Ne pourrait-on pas financer les projets d’investissement de l’Etat par la création monétaire ?

Le problème, c’est que le budget de l’Etat est un tout, comme tous les budgets. L’Etat est une personne juridique comme une autre de ce point de vue là. Que les déficits soient égaux aux investissements d’avenir n’a pas d’influence directe sur l’impact inflationniste. A cet égard, certains propos de Nicolas Dupont-Aignan sont assez regrettables puisqu’ils semblent valider cette théorie.

Comment le rejet de l’interdiction de la monétisation directe s’inscrit dans le cadre d'autres propositions comme la TVA sociale ou la sortie de l'euro ? Quid de l’inflation ?

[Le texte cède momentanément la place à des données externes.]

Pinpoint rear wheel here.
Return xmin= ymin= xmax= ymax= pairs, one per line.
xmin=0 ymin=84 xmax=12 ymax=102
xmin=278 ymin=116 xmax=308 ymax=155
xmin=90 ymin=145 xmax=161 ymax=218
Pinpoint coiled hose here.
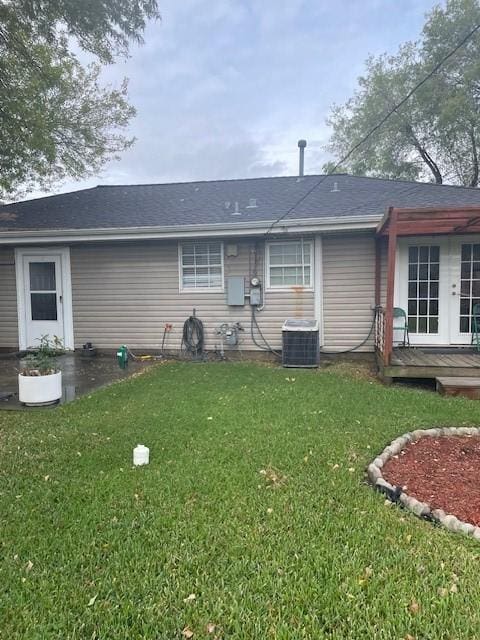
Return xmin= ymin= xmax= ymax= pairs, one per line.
xmin=182 ymin=313 xmax=205 ymax=357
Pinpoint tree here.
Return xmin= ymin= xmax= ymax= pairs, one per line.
xmin=328 ymin=0 xmax=480 ymax=187
xmin=0 ymin=0 xmax=158 ymax=198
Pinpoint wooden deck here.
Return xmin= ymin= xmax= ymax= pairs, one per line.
xmin=378 ymin=347 xmax=480 ymax=381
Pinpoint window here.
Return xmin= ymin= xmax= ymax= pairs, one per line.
xmin=180 ymin=242 xmax=223 ymax=291
xmin=267 ymin=240 xmax=313 ymax=289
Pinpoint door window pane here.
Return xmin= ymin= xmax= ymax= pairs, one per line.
xmin=30 ymin=293 xmax=57 ymax=320
xmin=408 ymin=245 xmax=440 ymax=334
xmin=459 ymin=243 xmax=480 ymax=333
xmin=30 ymin=262 xmax=57 ymax=291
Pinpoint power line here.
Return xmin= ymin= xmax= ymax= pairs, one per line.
xmin=265 ymin=24 xmax=480 ymax=236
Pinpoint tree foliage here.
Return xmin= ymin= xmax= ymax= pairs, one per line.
xmin=328 ymin=0 xmax=480 ymax=187
xmin=0 ymin=0 xmax=158 ymax=197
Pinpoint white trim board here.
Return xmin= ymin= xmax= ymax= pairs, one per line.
xmin=15 ymin=247 xmax=75 ymax=350
xmin=313 ymin=234 xmax=324 ymax=346
xmin=0 ymin=214 xmax=382 ymax=245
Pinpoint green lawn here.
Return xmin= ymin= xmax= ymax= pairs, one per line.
xmin=0 ymin=363 xmax=480 ymax=640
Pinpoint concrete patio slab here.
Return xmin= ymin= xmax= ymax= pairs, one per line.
xmin=0 ymin=353 xmax=152 ymax=411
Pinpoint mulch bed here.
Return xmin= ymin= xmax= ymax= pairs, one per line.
xmin=382 ymin=436 xmax=480 ymax=526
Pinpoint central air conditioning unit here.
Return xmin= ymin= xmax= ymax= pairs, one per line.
xmin=282 ymin=319 xmax=320 ymax=368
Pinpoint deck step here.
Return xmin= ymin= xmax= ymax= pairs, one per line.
xmin=435 ymin=377 xmax=480 ymax=400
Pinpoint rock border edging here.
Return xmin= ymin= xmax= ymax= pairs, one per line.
xmin=367 ymin=427 xmax=480 ymax=540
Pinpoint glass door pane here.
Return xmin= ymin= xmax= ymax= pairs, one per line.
xmin=29 ymin=262 xmax=57 ymax=320
xmin=407 ymin=245 xmax=440 ymax=334
xmin=458 ymin=243 xmax=480 ymax=333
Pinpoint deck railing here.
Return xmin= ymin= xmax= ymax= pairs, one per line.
xmin=375 ymin=307 xmax=385 ymax=362
xmin=375 ymin=307 xmax=393 ymax=366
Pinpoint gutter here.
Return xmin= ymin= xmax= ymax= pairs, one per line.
xmin=0 ymin=214 xmax=382 ymax=245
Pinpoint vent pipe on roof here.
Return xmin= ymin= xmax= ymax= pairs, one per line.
xmin=298 ymin=140 xmax=307 ymax=177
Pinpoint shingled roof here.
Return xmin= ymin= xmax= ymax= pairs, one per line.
xmin=0 ymin=174 xmax=480 ymax=235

La sortie de l’euro est préconisée par quelques partis (FN et DLR), notamment parce que l’euro serait trop cher pour l’économie française. Si on adopte cela, il y aura, mécaniquement, une inflation, une hausse des prix de nombre de produits importés. Et une hausse importante, il faut bien s’en rendre compte. On estime à 30% la hausse des coûts de production en France par rapport à l’Allemagne. Il faut donc s’attendre à une baisse d’au moins 30% de la nouvelle monnaie et une hausse corrélative des biens importés, qui au bas mot doivent représenter 20% de notre PIB et une part plus importante encore des produits manufacturés consommés en France. Cela donne une hausse générale des prix de 6% (20% des produits et services augmentant de 30%). L'un des arguments principaux contre l'euro, c'est que ce dernier est sur-évalué. Si on le quitte, la France subira donc forcément une dévaluation, qui sera pourtant compensée par une dévaluation encore plus grande de certains autres pays qui quitteraient l'euro (par ex l'Espagne).

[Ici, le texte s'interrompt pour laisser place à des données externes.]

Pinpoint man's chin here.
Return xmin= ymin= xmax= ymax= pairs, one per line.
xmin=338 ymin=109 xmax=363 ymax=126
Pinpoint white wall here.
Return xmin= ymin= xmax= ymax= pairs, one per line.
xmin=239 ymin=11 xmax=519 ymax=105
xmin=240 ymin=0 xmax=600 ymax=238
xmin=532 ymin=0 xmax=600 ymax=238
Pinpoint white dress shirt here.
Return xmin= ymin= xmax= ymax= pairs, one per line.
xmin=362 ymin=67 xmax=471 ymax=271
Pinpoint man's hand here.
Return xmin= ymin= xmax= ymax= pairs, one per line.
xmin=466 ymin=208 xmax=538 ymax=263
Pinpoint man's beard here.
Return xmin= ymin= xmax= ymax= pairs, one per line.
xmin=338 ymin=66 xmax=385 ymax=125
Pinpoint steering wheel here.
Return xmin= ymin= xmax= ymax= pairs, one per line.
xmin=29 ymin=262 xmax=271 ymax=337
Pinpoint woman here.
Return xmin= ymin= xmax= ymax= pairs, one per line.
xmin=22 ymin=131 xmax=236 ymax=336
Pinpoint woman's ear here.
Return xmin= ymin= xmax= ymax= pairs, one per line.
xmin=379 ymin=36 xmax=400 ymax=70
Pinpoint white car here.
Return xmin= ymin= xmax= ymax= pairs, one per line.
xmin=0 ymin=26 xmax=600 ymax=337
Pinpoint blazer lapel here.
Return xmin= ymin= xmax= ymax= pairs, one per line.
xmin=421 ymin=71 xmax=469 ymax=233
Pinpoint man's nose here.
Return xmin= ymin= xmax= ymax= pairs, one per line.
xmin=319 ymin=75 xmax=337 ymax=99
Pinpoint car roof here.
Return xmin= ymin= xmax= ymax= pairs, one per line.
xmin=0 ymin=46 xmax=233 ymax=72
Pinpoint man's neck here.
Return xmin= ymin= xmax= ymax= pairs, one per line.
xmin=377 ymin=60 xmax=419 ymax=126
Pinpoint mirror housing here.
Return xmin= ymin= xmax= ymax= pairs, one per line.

A cela s’ajoute la TVA sociale, préconisée par DLR ou bien encore par l'ump semble-t-il. Pour que cette mesure soit efficace, il faudrait porter la TVA à 25%, c’est encore 5% de hausse des prix. On additionne les deux, et cela donne une inflation à potentielle à 11%...

Dans ces conditions, il est évident que l'on ne pourra pas aller très loin dans la création monétaire si l'on choisit en même temps de quitter l'euro et d'adopter une tva sociale.

Car l’inflation a un coût très important, bouleversant l’allocation des revenus et suscitant bien entendu des tensions sociales. Elle reste très dangereuse. A 11%, les risques d’emballement sont très importants, c’est évident.

Est-il possible de rembourser la dette publique par financement direct de l'Etat par la Banque Centrale en 15 ou 17 ans ?

Dans l’absolu, c’est possible, bien sûr, au prix d'une forte inflation.Ce qui est très dangereux, créant des tensions sociales très fortes comme nous le montre aujourd'hui les pays arabes. En fait, cela reviendrait à déclarer qu'il suffit que 1 000 euros anciens égalent un nouvel euro et interdire la conversion des titres de dettes. Pas de problèmes, on arrivera alors à rembourser. Reste qu’évidemment cette solution serait dévastatrice pour la France, anéantissant l'épargne de tous les acteurs économique, amenant la ruine de bon nombre d'épargnants et d'institutions financières. C'est évidemment impossible.

En fait, il y a deux mécanismes : en rachetant les titres de sa dette publique, l'Etat annule sa dette. Ce faisant, il créé de l'inflation qui mécaniquement baisse la valeur réélle des dettes restantes (à la condition que les titres de dettes ne prennent pas en compte cette inflation, certains ne le font pas. Mais ils sont je crois minoritaires).

Concrètement, la France est endettée aujourd’hui à hauteur de 85% de son PIB. Cela signifie qu’en un an, elle produit 85% du montant cumulé de sa dette. Les déficits sont aujourd'hui autour de 6% du PIB, il faut tout de même prendre en compte cela. La dette publique, c'est 1650 milliards d'euros. Vous comprenez bien que vouloir effacer la dette publique en 15 ans par la création monétaire revient donc à vouloir créer une masse considérable de monnaie. Prétendre que l'on peut financer ainsi la dette publique sans avoir de graves conséquences, c’est donc n’importe quoi, il n’y a pas d’autres mots.